De acordo com o presidente do Sindasse, Sidney Guarany, boa parte destes internos responde a atos infracionais equivalentes a crimes como latrocínio (roubo seguido de morte) e homicídio, entre outros. Esta foi a primeira tentativa de fuga registrada desde outubro do ano passado, quando o Cenam e a Unidade Socioeducativa de Internação Provisória (Usip) foram abaladas por uma sequência de fugas e rebeliões dos internos, além de uma greve dos agentes socioeducativos que durara 100 dias.
Nesta semana, uma nova crise foi criada nas unidades socioeducativas, depois que a juíza da 17ª Vara Cível de Aracaju, Aline Cândido Costa, ordenou o afastamento provisório da presidente da Fundação Renascer, Marta Leão Vasconcelos, e dos atuais diretores do Cenam, Jeane Maria Tavares, e da Usip, Marcos Vinicius Alves de Mendonça. Marta assumiu o cargo justamente na crise de outubro, quando o governador Jackson Barreto decidiu substituir toda a cúpula do órgão. Por meio da assessoria, a Renascer afirma que ainda não foi notificada da decisão até a tarde de ontem, apesar de o despacho ter sido expedido na última segunda-feira.
Segundo a ação movida recentemente pelo Ministério Público, a troca no comando não resultou em solução para os problemas de maus-tratos, falta de estrutura e não aplicação das medidas socioeducativas previstas em lei. Outro argumento que pesou foi a morte suspeita de um adolescente internado na Usip, que teria falecido dentro da unidade.

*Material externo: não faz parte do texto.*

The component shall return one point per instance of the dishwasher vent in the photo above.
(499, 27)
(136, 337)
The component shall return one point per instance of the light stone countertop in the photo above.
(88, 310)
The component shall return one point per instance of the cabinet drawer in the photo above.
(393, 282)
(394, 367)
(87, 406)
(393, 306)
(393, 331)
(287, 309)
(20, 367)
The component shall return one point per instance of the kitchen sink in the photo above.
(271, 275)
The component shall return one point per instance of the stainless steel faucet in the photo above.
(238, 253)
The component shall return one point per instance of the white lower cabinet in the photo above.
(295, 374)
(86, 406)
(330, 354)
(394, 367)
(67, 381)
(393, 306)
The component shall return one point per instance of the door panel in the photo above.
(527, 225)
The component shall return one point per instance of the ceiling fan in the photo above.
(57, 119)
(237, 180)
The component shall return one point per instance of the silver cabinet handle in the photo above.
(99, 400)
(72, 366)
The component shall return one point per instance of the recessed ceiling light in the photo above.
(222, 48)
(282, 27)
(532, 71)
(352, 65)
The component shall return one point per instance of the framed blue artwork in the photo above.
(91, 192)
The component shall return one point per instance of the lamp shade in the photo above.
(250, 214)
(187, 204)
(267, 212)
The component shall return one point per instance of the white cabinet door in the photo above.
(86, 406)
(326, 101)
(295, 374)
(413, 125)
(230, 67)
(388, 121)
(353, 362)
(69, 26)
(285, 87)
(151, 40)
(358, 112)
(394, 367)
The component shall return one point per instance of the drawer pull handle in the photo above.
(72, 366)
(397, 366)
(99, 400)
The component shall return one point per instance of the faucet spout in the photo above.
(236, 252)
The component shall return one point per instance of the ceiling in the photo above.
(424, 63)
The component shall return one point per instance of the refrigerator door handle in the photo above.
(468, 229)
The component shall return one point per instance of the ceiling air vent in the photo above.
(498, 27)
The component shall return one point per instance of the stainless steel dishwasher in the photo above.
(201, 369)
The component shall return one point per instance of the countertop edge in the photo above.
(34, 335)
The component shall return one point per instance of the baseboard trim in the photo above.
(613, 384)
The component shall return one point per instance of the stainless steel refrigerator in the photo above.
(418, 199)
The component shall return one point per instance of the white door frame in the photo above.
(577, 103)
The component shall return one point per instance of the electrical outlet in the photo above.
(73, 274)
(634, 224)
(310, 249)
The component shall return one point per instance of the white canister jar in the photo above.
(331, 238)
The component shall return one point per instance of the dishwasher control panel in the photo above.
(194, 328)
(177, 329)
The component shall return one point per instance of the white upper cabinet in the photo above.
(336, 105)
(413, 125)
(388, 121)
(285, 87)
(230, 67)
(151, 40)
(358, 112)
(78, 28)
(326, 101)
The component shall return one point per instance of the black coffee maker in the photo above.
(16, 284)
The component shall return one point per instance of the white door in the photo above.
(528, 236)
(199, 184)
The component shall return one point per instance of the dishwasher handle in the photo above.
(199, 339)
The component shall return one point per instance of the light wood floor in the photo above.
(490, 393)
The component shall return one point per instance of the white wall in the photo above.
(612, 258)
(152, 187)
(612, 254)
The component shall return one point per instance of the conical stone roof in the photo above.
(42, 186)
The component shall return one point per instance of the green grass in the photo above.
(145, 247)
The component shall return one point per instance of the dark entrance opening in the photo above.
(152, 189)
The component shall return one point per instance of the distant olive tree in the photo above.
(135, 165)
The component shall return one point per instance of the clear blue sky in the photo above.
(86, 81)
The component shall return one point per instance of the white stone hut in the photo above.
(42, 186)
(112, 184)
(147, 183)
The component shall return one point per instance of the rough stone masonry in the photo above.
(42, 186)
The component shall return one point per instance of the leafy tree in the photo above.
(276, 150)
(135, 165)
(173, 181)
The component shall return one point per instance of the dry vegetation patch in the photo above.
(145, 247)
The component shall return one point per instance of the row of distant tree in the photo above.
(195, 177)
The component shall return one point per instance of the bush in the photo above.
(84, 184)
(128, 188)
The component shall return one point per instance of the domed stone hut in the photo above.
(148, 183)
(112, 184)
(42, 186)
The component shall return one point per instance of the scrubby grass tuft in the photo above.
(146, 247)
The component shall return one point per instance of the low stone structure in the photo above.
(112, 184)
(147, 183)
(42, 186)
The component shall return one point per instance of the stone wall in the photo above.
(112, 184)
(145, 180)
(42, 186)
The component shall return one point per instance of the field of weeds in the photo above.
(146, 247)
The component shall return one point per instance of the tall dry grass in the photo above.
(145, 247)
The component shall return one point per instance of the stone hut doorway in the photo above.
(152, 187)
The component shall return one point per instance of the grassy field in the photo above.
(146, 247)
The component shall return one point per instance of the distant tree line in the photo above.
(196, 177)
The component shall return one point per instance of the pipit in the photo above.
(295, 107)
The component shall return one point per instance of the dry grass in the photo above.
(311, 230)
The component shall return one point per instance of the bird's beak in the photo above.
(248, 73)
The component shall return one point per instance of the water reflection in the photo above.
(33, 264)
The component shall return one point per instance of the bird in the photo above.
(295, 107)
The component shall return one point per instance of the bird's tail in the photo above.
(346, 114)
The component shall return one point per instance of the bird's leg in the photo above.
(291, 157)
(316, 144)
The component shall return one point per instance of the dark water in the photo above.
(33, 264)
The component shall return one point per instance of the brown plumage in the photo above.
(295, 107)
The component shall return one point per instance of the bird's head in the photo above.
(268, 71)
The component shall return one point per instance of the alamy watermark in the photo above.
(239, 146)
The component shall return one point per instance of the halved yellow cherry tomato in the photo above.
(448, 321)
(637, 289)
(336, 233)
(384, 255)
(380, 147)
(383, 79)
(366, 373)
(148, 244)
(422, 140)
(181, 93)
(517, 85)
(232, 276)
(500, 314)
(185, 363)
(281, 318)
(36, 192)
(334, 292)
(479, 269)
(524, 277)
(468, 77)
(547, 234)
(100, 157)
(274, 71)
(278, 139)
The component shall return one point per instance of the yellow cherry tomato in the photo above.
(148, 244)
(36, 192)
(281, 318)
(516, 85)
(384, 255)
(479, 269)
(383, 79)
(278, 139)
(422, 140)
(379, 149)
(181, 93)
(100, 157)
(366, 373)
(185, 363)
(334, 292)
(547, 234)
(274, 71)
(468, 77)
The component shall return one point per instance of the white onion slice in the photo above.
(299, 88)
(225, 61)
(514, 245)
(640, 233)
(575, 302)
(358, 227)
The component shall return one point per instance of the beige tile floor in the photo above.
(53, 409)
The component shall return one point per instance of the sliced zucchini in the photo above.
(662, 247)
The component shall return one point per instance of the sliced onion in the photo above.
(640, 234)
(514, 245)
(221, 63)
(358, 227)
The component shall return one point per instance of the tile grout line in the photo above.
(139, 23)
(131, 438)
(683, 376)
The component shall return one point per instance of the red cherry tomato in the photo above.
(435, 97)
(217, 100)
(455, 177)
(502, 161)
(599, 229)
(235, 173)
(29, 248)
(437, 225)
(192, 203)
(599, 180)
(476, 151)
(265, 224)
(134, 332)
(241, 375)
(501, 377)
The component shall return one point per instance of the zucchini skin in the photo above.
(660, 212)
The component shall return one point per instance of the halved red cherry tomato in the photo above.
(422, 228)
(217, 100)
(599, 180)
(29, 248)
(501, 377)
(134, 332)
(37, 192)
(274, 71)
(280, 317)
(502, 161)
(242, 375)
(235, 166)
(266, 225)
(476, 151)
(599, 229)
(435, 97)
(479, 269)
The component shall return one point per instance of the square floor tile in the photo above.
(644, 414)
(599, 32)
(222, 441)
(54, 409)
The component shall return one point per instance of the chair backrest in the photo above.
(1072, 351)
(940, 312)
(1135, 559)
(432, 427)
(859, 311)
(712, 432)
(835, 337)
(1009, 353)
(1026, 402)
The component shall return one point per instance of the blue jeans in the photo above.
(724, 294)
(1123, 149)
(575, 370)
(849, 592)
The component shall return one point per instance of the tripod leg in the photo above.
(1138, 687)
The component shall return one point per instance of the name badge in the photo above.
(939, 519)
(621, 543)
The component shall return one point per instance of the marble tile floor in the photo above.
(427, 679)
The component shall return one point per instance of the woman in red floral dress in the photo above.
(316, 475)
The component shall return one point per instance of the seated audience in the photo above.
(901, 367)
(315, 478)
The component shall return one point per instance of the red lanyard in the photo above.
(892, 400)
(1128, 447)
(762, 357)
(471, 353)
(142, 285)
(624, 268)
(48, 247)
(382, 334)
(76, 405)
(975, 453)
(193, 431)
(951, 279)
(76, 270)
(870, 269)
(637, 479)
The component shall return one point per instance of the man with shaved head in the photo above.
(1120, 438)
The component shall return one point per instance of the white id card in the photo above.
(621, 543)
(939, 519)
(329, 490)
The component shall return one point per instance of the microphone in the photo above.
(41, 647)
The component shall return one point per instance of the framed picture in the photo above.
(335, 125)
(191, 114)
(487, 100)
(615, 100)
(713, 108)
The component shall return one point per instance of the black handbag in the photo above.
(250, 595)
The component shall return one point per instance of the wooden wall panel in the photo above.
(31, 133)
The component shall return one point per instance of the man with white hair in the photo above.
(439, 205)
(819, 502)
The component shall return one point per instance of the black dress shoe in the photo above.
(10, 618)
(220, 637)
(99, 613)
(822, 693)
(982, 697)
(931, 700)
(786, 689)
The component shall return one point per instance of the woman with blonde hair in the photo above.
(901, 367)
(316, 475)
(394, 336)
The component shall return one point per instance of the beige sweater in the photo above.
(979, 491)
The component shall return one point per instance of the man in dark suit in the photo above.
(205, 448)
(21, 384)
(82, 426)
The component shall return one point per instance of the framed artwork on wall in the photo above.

Segundo a juíza Aline Cândido, "consta na certidão de óbito que o mesmo faleceu em razão de traumatismo craniano, quando foi informado que teria passado mal enquanto jogava bola". A magistrada determinou que o caso seja investigado em um inquérito policial aberto pelo Departamento de Atendimento a Grupos Vulneráveis (DAGV).